This McDonald’s soft-serve machine must have been working. | Photo: Karolis Kavolelis/Shutterstock
Plus, Coca-Cola is axing 200 of its drinks, and other news to start the day
Finally, a map of every McDonald’s location with a functioning ice-cream machine
McDonald’s soft-serve machines always seeming to be out of order is such a common gripe that it has inspired memes, countless Reddit and Quora queries, and a recent promise from a McDonald’s franchisees association that it will focus on improving the chain’s machines so that “McDonald’s is no longer the butt of the joke, even with their own social media team.”
The recurring problem has inspired a new tool called McBroken, a website that uses data from McDonald’s internal API (a way for apps to talk to each other) to track which locations — displayed as dots on a map — have working ice-cream machines, and which are “broken” (although a more accurate term might be “inoperable,” since it includes machines that are unavailable because they’re being cleaned).
I reverse engineered mcdonald's internal api and I'm currently placing an order worth $18,752 every minute at every mcdonald's in the US to figure out which locations have a broken ice cream machine https://t.co/2KsRwAdrMd
— rashiq (@rashiq) October 22, 2020
McBroken was created by software engineer Rashiq Zahid, who tells the Verge that he came up with the idea over the summer after attempting twice to order a McSundae in Berlin — once from a touchscreen kiosk, once from the mobile app — to no avail. After some trials, he came up with a bot that attempts to add a McSundae to its cart on the mobile app every 30 minutes. As long as stores are properly updating the status of their soft-serve machines, the data in McBroken should be accurate, making it all the easier for devotees to get their dose of the unmelting, alabaster swirl of “cellulose gum, guar gum, and carrageenan” that is a McDonald’s soft-serve cone,” as Eater NY chief critic Ryan Sutton has described it.

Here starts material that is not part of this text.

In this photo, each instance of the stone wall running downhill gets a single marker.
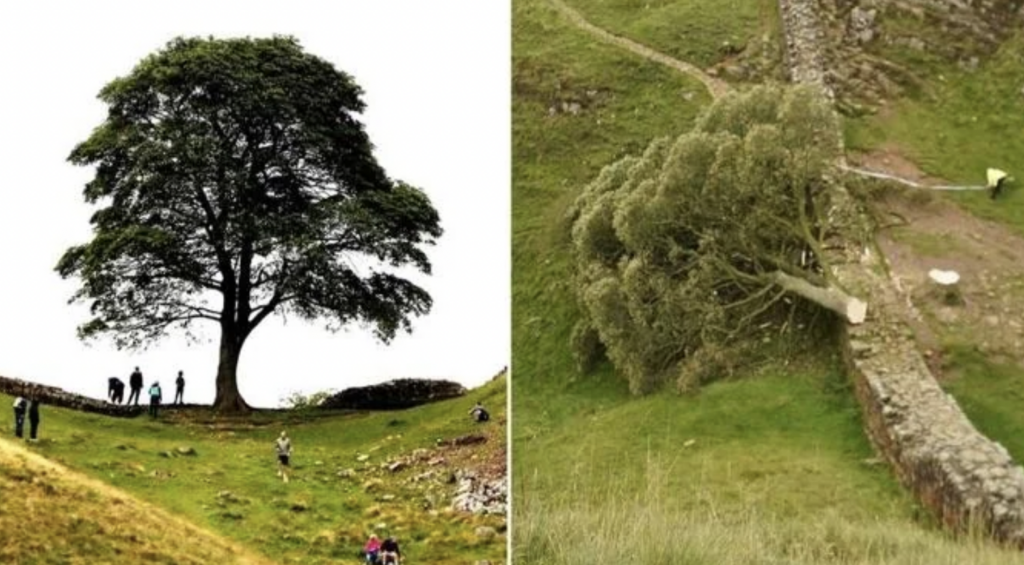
(965, 478)
(394, 395)
(54, 396)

While this isn’t the first time a McDonald’s fan has created a tool meant to track the chain’s functioning ice-cream machines — in 2017, someone made an app that relies on crowdsourced reports — McBroken is unique in its dataset. Some people have already begun running the data through tools like the Urban Institute’s Spacial Equity Data Tool to discover if McDonald’s with broken machines are overrepresented in areas that demographically skew Black and low-income.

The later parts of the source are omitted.